Adult: 15-40mg/day (divided) for 4-8 weeks then until euthyroid.
Reduce dose gradually and adjusted according to response.
Therapy normally continued for 12-18 months
PTU initial dosing
200mg-400mg daily (divided) until euthyroid, then gradually reduce dose to 50-150mg daily (divided)
Can PTU or methimazole be used in pregnancy?
Which has a shorter t0.5?
Which has 10 fold lower activity?
PTU can be used in pregnancy.
PTU has a shorter half life.
PTU has 10 fold lower activity than methimazole.
Advantages of both carbimazole (x2) vs PTU (x4)?
No clear advantage of one over the other.
Carbimazole is most common. Can be given OD, may have better overall safety profile (less hepatoxicity)

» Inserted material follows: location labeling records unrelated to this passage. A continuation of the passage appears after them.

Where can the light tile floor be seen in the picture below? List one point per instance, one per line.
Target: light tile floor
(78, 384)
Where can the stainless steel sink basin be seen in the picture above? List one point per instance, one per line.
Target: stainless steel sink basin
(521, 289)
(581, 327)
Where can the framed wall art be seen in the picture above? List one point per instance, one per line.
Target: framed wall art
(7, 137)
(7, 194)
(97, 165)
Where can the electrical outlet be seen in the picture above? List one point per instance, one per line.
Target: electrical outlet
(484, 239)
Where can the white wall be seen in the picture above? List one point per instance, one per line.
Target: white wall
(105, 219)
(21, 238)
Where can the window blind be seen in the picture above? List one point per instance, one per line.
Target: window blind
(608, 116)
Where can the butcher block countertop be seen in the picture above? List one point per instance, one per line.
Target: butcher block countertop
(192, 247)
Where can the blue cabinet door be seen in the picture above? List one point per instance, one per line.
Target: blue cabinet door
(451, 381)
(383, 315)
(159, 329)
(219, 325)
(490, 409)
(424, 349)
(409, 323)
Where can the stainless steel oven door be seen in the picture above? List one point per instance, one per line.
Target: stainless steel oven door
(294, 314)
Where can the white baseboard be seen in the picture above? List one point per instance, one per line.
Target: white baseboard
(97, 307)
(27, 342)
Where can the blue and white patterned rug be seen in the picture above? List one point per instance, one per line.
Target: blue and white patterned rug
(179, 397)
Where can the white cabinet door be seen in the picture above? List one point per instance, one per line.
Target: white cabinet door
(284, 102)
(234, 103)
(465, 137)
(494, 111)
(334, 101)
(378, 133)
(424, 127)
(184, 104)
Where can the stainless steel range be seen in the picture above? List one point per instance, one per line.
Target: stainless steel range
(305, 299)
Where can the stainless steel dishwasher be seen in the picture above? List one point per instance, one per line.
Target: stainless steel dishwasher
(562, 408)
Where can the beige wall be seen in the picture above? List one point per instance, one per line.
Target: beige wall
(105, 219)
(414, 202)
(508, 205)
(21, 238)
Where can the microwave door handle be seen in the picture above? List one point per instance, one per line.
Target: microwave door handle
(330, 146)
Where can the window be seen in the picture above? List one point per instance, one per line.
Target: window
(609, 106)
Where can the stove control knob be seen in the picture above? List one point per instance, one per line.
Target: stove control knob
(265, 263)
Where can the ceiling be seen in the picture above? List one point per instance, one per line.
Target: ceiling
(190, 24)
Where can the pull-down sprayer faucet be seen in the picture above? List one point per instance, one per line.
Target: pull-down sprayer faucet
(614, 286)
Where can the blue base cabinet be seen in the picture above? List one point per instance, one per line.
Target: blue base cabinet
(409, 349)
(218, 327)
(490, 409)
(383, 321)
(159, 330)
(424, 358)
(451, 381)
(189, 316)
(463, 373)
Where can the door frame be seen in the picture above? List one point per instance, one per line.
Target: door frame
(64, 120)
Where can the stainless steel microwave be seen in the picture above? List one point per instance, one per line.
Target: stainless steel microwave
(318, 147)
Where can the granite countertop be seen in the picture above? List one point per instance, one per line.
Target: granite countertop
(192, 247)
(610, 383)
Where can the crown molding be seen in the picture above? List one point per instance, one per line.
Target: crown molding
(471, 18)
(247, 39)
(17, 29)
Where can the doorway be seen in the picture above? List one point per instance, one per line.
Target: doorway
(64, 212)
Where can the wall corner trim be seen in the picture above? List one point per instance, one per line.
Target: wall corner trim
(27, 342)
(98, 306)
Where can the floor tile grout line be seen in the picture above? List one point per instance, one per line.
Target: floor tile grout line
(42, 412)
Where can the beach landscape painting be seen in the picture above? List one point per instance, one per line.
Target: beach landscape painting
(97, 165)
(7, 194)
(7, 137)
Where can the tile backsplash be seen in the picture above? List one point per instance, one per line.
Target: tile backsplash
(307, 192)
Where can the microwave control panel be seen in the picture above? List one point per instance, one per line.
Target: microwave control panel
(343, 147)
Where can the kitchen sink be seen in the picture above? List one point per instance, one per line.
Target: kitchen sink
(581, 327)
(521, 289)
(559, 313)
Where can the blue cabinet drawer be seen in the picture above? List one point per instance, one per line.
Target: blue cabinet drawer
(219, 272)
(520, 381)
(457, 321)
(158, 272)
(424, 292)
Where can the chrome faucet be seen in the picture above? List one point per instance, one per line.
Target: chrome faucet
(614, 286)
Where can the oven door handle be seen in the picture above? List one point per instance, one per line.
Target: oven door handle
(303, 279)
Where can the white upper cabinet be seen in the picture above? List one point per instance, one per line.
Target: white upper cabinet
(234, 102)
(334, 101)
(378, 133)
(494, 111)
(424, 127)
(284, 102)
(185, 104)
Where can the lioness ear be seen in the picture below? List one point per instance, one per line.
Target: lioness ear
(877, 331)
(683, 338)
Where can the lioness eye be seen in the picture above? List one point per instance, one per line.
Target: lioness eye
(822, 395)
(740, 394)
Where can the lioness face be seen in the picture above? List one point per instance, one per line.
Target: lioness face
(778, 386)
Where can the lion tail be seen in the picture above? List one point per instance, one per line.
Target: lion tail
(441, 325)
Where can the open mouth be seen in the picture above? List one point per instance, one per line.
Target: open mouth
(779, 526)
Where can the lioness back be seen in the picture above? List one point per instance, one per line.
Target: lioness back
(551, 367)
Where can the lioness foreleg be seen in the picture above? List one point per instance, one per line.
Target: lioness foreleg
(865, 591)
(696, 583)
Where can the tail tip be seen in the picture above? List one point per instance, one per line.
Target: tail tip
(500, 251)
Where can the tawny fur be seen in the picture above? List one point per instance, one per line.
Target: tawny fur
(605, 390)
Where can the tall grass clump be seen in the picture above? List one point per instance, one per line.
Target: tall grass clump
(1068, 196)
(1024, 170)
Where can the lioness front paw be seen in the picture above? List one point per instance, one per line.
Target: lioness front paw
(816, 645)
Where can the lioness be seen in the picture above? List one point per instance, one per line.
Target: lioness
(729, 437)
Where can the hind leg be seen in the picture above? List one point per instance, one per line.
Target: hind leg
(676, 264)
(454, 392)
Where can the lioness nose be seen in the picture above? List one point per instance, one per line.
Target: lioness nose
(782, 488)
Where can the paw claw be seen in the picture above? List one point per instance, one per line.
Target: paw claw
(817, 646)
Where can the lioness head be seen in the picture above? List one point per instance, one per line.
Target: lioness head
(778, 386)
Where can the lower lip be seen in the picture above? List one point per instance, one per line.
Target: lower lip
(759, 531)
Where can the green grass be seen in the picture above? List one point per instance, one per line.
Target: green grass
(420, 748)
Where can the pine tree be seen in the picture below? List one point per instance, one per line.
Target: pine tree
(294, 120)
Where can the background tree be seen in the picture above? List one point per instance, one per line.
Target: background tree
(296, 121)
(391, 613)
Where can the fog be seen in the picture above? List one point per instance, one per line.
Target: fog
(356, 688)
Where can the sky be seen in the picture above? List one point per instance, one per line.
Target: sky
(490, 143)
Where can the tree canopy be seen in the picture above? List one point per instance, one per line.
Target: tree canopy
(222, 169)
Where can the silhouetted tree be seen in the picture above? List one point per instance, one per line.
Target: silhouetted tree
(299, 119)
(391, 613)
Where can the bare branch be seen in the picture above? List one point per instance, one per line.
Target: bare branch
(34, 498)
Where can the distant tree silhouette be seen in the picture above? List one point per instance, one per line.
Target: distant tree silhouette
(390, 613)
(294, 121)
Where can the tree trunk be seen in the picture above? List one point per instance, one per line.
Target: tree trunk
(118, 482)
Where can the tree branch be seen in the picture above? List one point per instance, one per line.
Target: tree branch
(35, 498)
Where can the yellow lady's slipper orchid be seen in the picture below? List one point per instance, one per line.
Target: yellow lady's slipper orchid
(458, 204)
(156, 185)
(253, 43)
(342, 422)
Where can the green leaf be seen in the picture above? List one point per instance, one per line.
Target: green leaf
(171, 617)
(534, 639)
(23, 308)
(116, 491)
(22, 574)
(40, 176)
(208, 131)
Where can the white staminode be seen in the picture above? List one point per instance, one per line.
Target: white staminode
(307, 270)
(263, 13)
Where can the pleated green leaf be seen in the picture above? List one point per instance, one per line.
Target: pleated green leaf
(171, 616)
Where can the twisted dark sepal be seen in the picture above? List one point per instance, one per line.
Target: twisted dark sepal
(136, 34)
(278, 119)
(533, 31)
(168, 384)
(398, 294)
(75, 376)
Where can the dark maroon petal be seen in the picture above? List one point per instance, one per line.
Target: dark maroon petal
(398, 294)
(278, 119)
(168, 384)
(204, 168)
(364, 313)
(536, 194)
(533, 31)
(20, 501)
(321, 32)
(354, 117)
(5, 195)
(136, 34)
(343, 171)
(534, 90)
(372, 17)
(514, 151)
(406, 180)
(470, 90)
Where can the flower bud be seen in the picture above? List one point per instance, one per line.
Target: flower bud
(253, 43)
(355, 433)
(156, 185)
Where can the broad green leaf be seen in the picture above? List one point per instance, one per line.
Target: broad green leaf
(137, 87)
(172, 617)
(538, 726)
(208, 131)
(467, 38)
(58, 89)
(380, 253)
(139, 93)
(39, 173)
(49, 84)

PTU additionally inhibits T4 –> T3 conversion, can be used in pregnancy, short t0.5, but can cause severe liver injury.
What does “block and replace” mean in terms of thyroid treatment?
High doses of carbimazole to block thyroid function
+ levothyroxine and titrate until euthyroid.
Given for 18 months, not suitable during pregnancy.
ADRs of thionamides (minor + serious)
Minor: rash, fever, GI upset (treat symptoms)
Serious: bone marrow suppression –> agranulocytosis (low WBC count) = DISCONTINUE DRUG!
Patient counselling of ADRs for thionamides?
Report symptoms of: fever, sore throat, or infection
What is the serious side effect of thionamides? What should occur in this case?
AGRANULOCYTOSIS.
Discontinue drug immediately.
Why are B blockers used for thyroid treatment?
They provide relief of adrenergic symptoms, and can inhibit the conversion of T4 to T3 (but don’t reduce synthesis).
When do you start a thyroid patient on B blockers and when do you stop?
What are the most common B blockers given to thyroid patients?
Start when diagnosed for hyperthyroidism for symptomatic relief.
Continue until euthyroid occurs.
Most common: propanolol and nadolol.
Radioactive iodine: What does it do? What % is euthyroid after a single dose? Whomst can it be used for? Is it better or worse when compliance is an issue? Why? What is the risk of it?
Removal of body tissue (thyroid) without surgery = thyroid ablation
90% euthyroid after a single dose
Can be used for all ages, those with cardiac disease or when having a relapse after partial thyroidectomy.
Good when compliance is an issue - one dose!
Risk: permanent hypothyroidism (lifelong monitoring required)
Non-pharm options for hyperthyroidism
What are the usual indications for this method?
Partial thyroidectomy
- if failure to respond to medical treatment, intolerance to anti-thyroid meds, pressure of goitre onto trachea/oesophagus, or cosmetic issues.
Summer of hyperthyroidism treatment
- 1st line for Grave’s disease
- Additional drugs to first line
- 2nd line
- Non-pharm option
1st line: Carbimazole
Additional drugs: B blockers for symptomatic relief (and propanolol inhibits T4 to T3)
2nd line: radioactive iodine (also for relapse after drug treatment)
NP option: thyroidectomy
Which drugs can induce thyroid dysfunction?
Amiodarone and lithium
What is the MoA of amiodarione inducing thyroid dysfunction?
Amiodarione has a high iodide content and a toxic effects on the thyroid. It also decreases peripheral conversion of T4 to T3.
What is the MoA of lithium inducing thyroid dysfunction?
What parameters need to be monitored?
Decreases synthesis and secretion of thyroid hormones.